The employee must also meet the strict job duties tests particular to each exemption. Usually, an employee will satisfy the strict job duties test if the employee’s primary duties consist of administrative, executive, or professional tasks; and, the employee’s job duties involve the use of discretion and independent judgment. It is important to note that some professions have different exemption requirements.

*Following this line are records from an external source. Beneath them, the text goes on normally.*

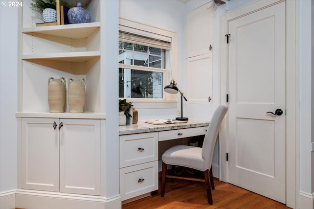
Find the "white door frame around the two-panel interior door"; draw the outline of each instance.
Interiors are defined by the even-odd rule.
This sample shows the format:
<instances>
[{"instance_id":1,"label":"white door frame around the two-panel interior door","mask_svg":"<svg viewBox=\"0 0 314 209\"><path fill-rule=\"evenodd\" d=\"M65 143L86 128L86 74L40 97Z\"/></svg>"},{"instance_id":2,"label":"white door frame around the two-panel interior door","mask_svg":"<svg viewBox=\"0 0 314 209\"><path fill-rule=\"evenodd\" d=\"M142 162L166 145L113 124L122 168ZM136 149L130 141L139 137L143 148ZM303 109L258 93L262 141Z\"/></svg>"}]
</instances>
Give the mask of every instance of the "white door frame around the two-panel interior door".
<instances>
[{"instance_id":1,"label":"white door frame around the two-panel interior door","mask_svg":"<svg viewBox=\"0 0 314 209\"><path fill-rule=\"evenodd\" d=\"M256 0L220 17L219 104L228 105L227 23L283 0ZM299 208L299 2L286 1L286 205ZM228 182L228 113L219 134L219 180Z\"/></svg>"}]
</instances>

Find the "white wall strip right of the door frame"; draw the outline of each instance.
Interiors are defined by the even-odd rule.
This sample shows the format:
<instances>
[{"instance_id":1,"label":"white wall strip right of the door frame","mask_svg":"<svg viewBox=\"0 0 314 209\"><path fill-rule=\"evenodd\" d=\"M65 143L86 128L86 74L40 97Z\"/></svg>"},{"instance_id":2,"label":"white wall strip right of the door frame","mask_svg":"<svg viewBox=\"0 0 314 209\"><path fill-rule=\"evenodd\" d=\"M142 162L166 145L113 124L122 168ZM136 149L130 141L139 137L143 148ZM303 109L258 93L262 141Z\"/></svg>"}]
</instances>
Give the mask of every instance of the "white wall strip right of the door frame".
<instances>
[{"instance_id":1,"label":"white wall strip right of the door frame","mask_svg":"<svg viewBox=\"0 0 314 209\"><path fill-rule=\"evenodd\" d=\"M313 3L300 0L300 193L312 196L314 192L314 91L313 91L313 37L311 34L311 8ZM311 5L312 4L312 5ZM311 48L312 46L312 48ZM311 91L312 90L312 91ZM312 206L313 208L313 206Z\"/></svg>"}]
</instances>

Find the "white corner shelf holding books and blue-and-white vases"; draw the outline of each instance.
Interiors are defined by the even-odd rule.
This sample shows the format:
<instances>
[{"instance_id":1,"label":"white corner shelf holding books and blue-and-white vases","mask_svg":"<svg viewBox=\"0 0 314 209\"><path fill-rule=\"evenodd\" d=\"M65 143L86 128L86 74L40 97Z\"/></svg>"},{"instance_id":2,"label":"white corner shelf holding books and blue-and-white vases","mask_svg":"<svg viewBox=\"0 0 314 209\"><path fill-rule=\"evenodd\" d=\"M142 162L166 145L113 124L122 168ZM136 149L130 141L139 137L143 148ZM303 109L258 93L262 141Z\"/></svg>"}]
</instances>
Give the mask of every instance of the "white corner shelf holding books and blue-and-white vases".
<instances>
[{"instance_id":1,"label":"white corner shelf holding books and blue-and-white vases","mask_svg":"<svg viewBox=\"0 0 314 209\"><path fill-rule=\"evenodd\" d=\"M95 30L100 28L100 22L96 23L79 23L79 24L62 24L41 27L27 27L22 29L22 33L47 34L72 39L85 39Z\"/></svg>"}]
</instances>

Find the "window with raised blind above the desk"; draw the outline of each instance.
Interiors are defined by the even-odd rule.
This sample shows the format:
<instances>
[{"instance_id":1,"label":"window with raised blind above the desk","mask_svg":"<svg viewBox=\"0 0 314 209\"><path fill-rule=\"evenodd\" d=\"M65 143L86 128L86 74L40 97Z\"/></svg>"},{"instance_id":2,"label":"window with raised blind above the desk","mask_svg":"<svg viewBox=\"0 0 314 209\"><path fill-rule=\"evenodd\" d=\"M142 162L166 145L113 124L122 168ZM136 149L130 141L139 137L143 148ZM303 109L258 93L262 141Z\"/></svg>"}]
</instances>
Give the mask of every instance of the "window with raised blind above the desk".
<instances>
[{"instance_id":1,"label":"window with raised blind above the desk","mask_svg":"<svg viewBox=\"0 0 314 209\"><path fill-rule=\"evenodd\" d=\"M162 99L170 42L119 32L119 97Z\"/></svg>"}]
</instances>

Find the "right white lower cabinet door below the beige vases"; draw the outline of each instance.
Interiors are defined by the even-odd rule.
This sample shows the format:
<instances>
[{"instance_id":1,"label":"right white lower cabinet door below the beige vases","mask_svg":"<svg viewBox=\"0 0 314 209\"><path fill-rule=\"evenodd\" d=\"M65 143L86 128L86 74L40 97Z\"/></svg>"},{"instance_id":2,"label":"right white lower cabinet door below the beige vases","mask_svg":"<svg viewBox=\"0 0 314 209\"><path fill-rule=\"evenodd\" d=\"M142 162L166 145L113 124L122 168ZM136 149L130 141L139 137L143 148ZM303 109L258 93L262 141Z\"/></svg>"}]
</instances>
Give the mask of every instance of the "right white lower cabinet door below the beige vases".
<instances>
[{"instance_id":1,"label":"right white lower cabinet door below the beige vases","mask_svg":"<svg viewBox=\"0 0 314 209\"><path fill-rule=\"evenodd\" d=\"M60 192L100 195L100 120L60 121Z\"/></svg>"}]
</instances>

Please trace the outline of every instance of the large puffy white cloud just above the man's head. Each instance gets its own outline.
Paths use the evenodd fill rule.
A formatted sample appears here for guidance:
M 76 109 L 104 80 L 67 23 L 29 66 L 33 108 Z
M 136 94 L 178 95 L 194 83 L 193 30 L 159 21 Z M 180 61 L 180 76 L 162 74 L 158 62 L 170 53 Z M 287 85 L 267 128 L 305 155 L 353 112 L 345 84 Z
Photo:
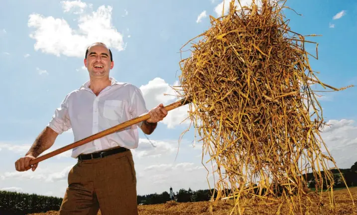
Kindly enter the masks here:
M 64 11 L 88 8 L 81 1 L 63 1 L 62 5 Z M 123 36 L 113 26 L 112 10 L 112 6 L 102 5 L 92 12 L 77 11 L 78 29 L 72 29 L 64 18 L 32 13 L 28 18 L 28 27 L 34 29 L 29 35 L 36 41 L 34 49 L 56 56 L 84 57 L 90 44 L 104 42 L 110 48 L 121 51 L 124 49 Z

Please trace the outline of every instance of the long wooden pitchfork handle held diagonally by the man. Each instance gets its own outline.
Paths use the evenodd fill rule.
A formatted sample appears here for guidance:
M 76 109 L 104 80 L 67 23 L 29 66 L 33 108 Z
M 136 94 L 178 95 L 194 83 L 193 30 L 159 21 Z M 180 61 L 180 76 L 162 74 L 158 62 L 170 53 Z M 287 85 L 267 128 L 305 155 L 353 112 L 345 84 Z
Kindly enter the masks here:
M 172 109 L 178 108 L 178 107 L 186 105 L 188 103 L 190 103 L 190 101 L 188 99 L 181 99 L 181 100 L 179 100 L 177 102 L 174 102 L 174 103 L 171 103 L 171 104 L 165 106 L 164 108 L 165 108 L 166 111 L 170 111 Z M 146 113 L 146 114 L 138 116 L 138 117 L 136 117 L 134 119 L 128 120 L 128 121 L 123 122 L 123 123 L 120 123 L 119 125 L 116 125 L 116 126 L 114 126 L 112 128 L 106 129 L 106 130 L 101 131 L 101 132 L 99 132 L 97 134 L 91 135 L 91 136 L 86 137 L 86 138 L 84 138 L 82 140 L 79 140 L 77 142 L 74 142 L 72 144 L 64 146 L 62 148 L 59 148 L 59 149 L 57 149 L 55 151 L 52 151 L 52 152 L 49 152 L 49 153 L 47 153 L 45 155 L 39 156 L 39 157 L 37 157 L 37 158 L 35 158 L 35 159 L 30 161 L 30 166 L 32 166 L 34 164 L 37 164 L 37 163 L 39 163 L 39 162 L 41 162 L 43 160 L 46 160 L 48 158 L 51 158 L 51 157 L 53 157 L 55 155 L 58 155 L 58 154 L 60 154 L 62 152 L 68 151 L 68 150 L 76 148 L 78 146 L 82 146 L 82 145 L 84 145 L 86 143 L 89 143 L 91 141 L 97 140 L 97 139 L 99 139 L 101 137 L 107 136 L 109 134 L 117 132 L 117 131 L 119 131 L 121 129 L 124 129 L 126 127 L 132 126 L 132 125 L 134 125 L 136 123 L 139 123 L 139 122 L 142 122 L 144 120 L 147 120 L 149 118 L 150 118 L 149 113 Z

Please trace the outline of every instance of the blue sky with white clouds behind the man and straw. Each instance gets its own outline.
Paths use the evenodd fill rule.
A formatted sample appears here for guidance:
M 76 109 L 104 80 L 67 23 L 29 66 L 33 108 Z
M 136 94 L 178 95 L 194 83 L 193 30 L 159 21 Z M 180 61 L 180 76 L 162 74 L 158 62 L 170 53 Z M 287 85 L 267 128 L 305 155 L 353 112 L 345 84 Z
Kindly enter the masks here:
M 103 41 L 111 47 L 115 61 L 111 75 L 140 87 L 148 108 L 169 104 L 172 97 L 162 94 L 172 92 L 169 85 L 178 81 L 180 48 L 210 27 L 209 15 L 217 17 L 221 3 L 2 1 L 0 189 L 63 196 L 68 171 L 76 162 L 69 153 L 41 162 L 35 172 L 18 173 L 14 162 L 29 149 L 64 96 L 88 80 L 82 68 L 87 44 Z M 335 87 L 356 85 L 357 2 L 288 0 L 286 4 L 302 14 L 284 10 L 293 31 L 322 34 L 310 38 L 319 43 L 319 60 L 310 57 L 310 63 L 320 72 L 320 80 Z M 314 44 L 308 49 L 316 55 Z M 324 117 L 333 124 L 323 137 L 338 166 L 349 168 L 357 161 L 357 87 L 323 94 Z M 188 128 L 187 122 L 179 125 L 186 112 L 187 107 L 176 109 L 158 125 L 149 136 L 156 148 L 140 132 L 139 148 L 133 151 L 138 194 L 161 193 L 170 186 L 174 191 L 208 188 L 201 149 L 191 145 L 192 129 L 184 136 L 175 161 L 178 139 Z M 66 132 L 51 150 L 72 142 L 73 134 Z

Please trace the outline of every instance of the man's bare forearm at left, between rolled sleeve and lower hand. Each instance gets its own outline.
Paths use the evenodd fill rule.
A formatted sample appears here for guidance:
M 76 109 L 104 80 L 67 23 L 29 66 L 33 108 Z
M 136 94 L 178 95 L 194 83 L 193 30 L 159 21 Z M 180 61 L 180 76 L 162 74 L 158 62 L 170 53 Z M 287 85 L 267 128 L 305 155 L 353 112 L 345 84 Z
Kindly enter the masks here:
M 55 142 L 58 134 L 53 131 L 51 128 L 46 127 L 43 131 L 38 135 L 34 143 L 32 144 L 30 150 L 26 153 L 26 155 L 31 155 L 33 157 L 39 156 L 42 152 L 49 149 L 53 143 Z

Employers are advised to consult state laws specific to the employee’s profession.
It is also advisable that the employer provide advance notice of the pay reduction—employers should consult state and local law regarding applicable notification requirements. The employer should also advise all salaried employees impacted by the pay reduction that their duties will not change and they will continue to be primarily engaged in duties that meet the test of the exemption. If the employer plans to reduce an exempt employee’s salary and change the duties, the employer should consult legal counsel to ensure the positon still meets the strict duties test in California or other applicable states.